視点を持つ人が出来事や事実を平静に説明できなければ「意味のよくわからない話だな」と思われてしまいます。
説明と描写は表裏一体
「説明」文だらけで「描写」文が足りないと、散々うんちくを聞かされ続けているようなものです。
「描写」文だらけで「説明」文が足りないと、感情がこもりすぎて状況が今ひとつ飲み込めなくなります。
程よいバランスをとることがたいせつなのです。
ではどのあたりが「程よいバランス」なのか。これは
視点を持つ人が平静な状況下にあれば「説明」文が多くなって「描写」文が少なくなります。

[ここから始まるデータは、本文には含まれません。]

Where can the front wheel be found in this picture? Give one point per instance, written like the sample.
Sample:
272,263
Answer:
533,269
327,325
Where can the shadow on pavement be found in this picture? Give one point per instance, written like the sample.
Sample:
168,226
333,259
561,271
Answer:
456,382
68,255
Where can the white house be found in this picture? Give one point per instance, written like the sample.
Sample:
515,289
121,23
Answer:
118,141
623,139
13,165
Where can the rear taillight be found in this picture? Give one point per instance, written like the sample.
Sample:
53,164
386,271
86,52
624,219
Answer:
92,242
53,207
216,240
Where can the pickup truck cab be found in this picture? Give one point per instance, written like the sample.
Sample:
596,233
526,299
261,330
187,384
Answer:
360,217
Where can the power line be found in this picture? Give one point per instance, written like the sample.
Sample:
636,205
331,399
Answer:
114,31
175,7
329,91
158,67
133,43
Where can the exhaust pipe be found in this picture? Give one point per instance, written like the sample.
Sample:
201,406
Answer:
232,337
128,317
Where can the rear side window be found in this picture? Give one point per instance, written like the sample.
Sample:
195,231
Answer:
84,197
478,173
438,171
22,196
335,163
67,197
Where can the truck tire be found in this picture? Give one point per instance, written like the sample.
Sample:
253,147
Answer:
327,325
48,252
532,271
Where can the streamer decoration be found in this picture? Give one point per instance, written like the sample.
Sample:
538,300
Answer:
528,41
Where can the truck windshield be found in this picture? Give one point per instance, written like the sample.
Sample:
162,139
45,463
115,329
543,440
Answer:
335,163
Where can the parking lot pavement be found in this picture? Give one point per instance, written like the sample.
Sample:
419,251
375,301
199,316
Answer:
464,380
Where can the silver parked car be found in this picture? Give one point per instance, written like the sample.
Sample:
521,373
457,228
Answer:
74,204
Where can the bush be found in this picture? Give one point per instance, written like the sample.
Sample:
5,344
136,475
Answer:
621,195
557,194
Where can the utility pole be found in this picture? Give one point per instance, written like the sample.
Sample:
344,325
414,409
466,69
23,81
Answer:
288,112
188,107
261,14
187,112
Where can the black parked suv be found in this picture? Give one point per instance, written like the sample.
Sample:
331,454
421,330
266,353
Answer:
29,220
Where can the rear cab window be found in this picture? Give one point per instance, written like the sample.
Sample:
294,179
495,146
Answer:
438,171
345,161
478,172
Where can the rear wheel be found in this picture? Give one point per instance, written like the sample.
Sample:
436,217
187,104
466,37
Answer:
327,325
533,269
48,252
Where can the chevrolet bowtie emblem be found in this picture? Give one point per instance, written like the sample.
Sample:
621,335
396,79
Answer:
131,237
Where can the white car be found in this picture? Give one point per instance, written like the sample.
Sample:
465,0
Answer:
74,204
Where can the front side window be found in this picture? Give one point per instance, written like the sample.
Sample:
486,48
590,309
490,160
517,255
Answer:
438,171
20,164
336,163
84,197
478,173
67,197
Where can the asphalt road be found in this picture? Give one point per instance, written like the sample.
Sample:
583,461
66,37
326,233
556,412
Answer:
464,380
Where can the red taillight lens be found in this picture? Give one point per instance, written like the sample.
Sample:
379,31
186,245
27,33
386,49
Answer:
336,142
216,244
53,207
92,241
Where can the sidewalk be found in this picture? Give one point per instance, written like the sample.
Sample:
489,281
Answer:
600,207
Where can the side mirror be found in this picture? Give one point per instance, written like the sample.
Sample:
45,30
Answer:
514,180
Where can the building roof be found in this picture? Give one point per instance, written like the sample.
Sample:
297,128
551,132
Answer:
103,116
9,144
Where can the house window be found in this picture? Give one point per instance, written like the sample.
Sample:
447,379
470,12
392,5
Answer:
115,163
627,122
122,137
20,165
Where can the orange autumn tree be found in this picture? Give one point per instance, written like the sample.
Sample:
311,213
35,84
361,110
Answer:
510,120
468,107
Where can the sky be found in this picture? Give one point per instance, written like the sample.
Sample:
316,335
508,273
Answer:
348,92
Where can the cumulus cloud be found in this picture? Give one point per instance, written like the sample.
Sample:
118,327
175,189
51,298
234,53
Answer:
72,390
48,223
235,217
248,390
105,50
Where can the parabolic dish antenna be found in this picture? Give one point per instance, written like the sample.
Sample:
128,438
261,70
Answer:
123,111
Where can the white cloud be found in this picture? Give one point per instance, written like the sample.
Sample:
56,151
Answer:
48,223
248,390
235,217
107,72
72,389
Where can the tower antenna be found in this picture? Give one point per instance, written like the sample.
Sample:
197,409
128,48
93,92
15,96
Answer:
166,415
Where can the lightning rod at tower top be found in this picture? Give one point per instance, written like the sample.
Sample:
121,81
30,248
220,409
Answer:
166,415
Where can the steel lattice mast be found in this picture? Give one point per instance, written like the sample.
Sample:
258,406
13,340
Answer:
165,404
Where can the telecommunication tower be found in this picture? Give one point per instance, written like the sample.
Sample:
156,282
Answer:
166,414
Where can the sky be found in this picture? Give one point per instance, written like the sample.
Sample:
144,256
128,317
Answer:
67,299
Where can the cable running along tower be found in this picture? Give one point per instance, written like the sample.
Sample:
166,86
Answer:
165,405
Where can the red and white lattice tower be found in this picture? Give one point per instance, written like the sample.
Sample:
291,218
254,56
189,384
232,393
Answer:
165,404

平静でいられない状況下では「描写」文が多くなって「説明」文が少なくなるのです。
感情が平静であるかどうか。
これが「程よいバランス」の目安になります。
冷徹な人はどんなときも「説明」が多めになるのです。
感情を表に出しやすい子どもは「描写」が多めになります。
実際官僚の書く文章と小学生の書く作文は違っていてしかるべきです。
官僚は冷静に「説明」しようとしますが、小学生は感情の赴くままに「描写」しようとします。
「説明」と「描写」は表裏一体なのです。
一文で「淡々」と出来事や事実だけを書くか、出来事や事実から受ける「感情や感覚や印象」を含めて書くか。
その差だけです。
だから読み手から「説明しすぎですよ」「描写しすぎですよ」と言われたら、「感情や感覚や印象」を出し入れしてください。
ほんのわずかな書き直しだけで読み手は納得してくれます。
ライトノベルでの説明と描写
「説明」文と「描写」文は基本的に相容れません。
一文の中で一方を「説明」しもう一方を「描写」することはあります。
視点を持っている人は「描写」できるけど、視点でない人を書くときは「説明」するしかないからです。

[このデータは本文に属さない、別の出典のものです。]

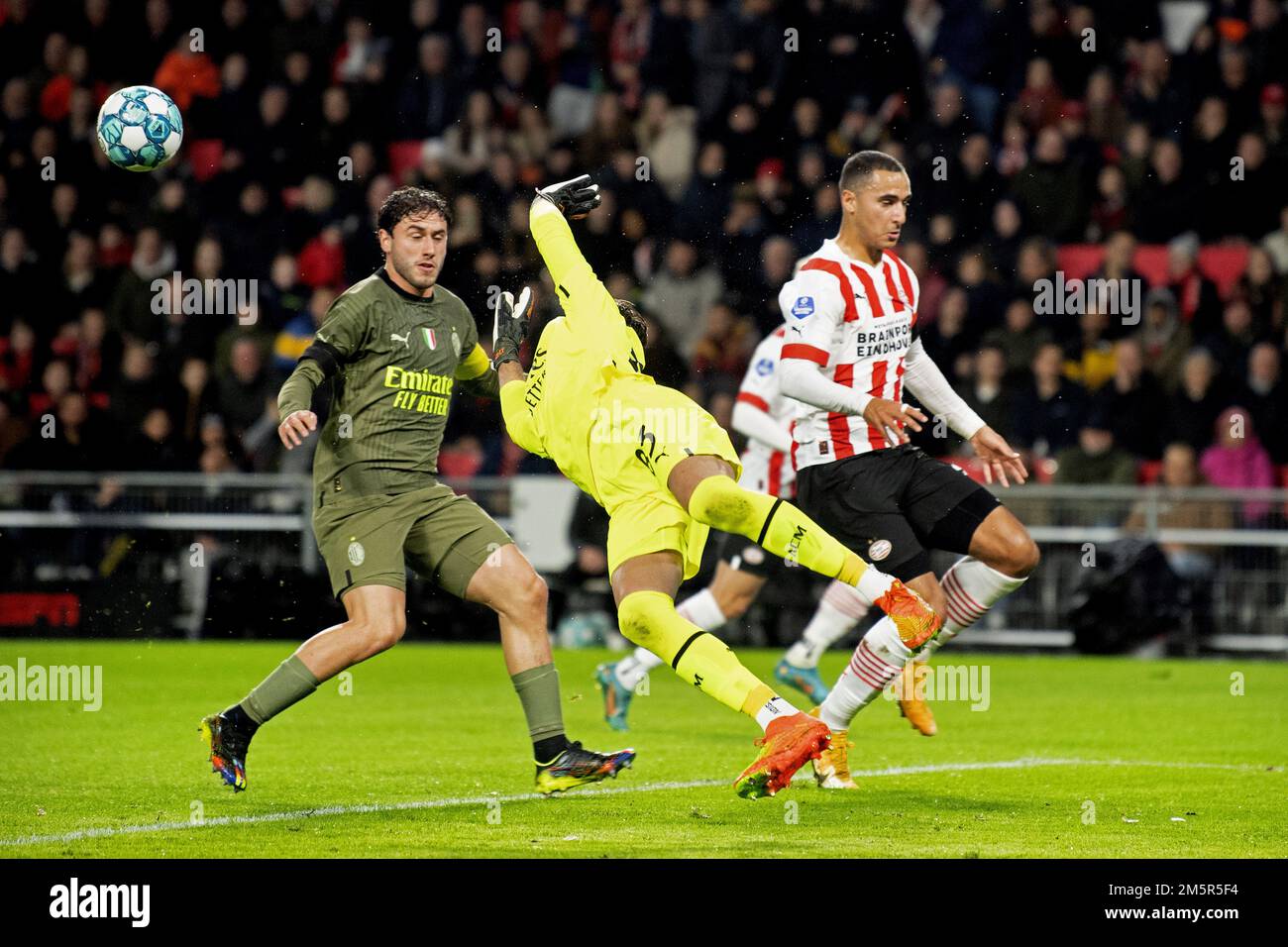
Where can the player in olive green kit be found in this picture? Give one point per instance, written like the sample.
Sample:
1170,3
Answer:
395,346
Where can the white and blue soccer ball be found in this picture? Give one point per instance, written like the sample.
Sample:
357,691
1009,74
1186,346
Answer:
140,128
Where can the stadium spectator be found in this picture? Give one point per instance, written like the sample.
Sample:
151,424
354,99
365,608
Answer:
1235,338
1111,210
1197,295
1266,395
1133,401
1263,291
1050,410
1091,356
1239,462
1197,401
1273,127
1163,339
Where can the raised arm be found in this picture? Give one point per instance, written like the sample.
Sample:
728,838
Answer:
585,300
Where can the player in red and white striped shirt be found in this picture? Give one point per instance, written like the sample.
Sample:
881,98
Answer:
850,351
764,416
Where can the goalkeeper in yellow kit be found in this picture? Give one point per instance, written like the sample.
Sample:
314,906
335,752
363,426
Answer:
666,474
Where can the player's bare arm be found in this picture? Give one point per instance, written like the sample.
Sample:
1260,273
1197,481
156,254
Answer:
296,427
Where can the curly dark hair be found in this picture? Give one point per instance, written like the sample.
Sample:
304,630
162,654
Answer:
411,201
859,166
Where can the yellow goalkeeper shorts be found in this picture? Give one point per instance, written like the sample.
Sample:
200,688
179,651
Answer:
639,434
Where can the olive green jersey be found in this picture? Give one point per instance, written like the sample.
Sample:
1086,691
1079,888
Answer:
398,357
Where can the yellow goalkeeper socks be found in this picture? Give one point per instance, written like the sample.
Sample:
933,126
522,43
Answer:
649,618
774,525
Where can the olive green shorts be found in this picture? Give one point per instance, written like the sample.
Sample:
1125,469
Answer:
373,539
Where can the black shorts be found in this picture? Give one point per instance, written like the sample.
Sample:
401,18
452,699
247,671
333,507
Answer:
894,505
745,556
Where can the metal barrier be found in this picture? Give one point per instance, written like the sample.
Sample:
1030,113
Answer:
1234,543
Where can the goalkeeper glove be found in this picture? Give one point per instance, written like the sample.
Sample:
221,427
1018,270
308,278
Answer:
510,326
575,197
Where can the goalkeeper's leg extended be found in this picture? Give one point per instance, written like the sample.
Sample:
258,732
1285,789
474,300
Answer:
644,587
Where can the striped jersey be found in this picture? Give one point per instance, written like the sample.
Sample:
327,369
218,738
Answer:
763,468
855,322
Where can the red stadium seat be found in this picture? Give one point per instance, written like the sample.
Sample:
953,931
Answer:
1043,470
1222,264
27,608
403,157
205,155
1149,471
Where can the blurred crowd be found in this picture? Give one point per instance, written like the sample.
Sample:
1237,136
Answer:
716,132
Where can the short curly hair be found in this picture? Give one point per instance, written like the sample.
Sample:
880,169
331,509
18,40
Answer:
411,201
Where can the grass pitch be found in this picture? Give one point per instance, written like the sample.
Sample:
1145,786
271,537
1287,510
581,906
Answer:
426,757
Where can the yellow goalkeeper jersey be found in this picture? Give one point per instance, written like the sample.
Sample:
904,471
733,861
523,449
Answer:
585,360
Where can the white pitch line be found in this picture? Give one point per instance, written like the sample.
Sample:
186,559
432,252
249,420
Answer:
1022,763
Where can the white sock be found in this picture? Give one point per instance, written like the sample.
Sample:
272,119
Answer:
837,612
700,609
874,583
774,709
875,664
970,589
634,668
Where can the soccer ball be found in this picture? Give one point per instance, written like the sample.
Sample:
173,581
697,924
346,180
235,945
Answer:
140,128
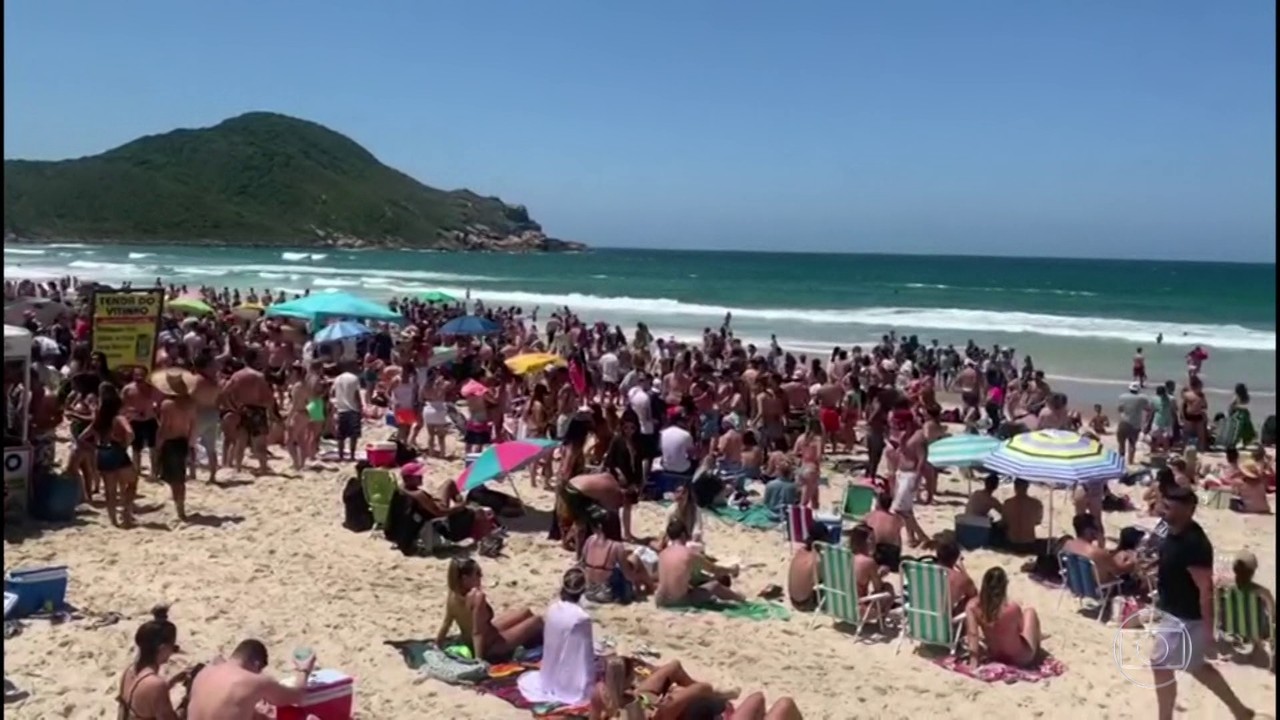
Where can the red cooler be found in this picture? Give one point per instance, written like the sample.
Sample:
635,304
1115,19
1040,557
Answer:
330,696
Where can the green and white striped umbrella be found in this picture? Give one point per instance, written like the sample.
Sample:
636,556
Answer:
961,451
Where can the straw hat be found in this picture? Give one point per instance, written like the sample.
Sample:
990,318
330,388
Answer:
174,382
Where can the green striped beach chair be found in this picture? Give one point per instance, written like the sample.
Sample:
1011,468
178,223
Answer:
837,591
858,501
927,607
1242,616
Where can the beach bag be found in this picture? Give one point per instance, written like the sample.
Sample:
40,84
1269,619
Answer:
357,516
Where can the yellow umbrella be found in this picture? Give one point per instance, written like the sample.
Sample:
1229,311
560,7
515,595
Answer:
533,363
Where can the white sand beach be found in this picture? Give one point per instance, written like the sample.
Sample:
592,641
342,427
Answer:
268,559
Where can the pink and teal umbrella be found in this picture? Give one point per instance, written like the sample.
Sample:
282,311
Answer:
503,459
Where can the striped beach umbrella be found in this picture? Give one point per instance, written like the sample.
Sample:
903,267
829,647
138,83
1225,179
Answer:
1057,459
961,451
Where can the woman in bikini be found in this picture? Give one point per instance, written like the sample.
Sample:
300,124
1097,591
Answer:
144,695
493,638
109,437
1011,633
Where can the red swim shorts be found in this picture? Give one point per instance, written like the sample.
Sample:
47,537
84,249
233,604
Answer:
830,419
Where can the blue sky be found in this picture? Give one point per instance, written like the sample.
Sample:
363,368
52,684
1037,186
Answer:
1142,128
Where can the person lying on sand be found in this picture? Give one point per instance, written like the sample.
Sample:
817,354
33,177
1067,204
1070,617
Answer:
677,568
234,688
1008,632
490,638
667,693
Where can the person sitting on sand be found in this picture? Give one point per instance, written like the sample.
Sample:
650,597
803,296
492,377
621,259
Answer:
1100,424
1022,514
1008,632
679,569
142,693
983,501
961,586
667,693
804,573
1251,491
567,673
234,688
604,559
493,638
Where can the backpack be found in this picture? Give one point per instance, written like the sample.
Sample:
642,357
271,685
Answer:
357,516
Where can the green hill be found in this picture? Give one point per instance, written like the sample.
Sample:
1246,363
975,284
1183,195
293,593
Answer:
260,178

ライトノベルでは「説明」の後に「描写」を書きたければ改行します。
「描写」の後に「説明」するときも改行するのです。
これだけでかなり見た目のよい(ページの下が軽い)文章に仕上げられます。
そして小説を読み慣れない中高生が読みやすくなるのです。
大衆小説(エンターテインメント小説)や文学小説なら「説明」と「描写」は交ぜ書きしてかまいません。
そもそもあまり頻繁に改行していると大衆小説や文学小説としては「質が低い」と判断されてしまいます。
これらの小説のとき、改行するのは文の主体が切り替わるときだけです。
つまり新しい「〜は」が出てくるときに改行します。
最後に
今回は「説明と描写」について述べてみました。
違いは地の文が「出来事と事実のみが淡々と」書かれているのか、「感情や感覚や印象を含めて」書かれているのかです。
ライトノベルでは基本的に「説明」文と「描写」文が切り替わったら改行します。
大衆小説や文学小説では文章の主体である「〜は」が切り替わったら改行するのです。
この差を理解しておくだけで読みやすい小説に仕上がります。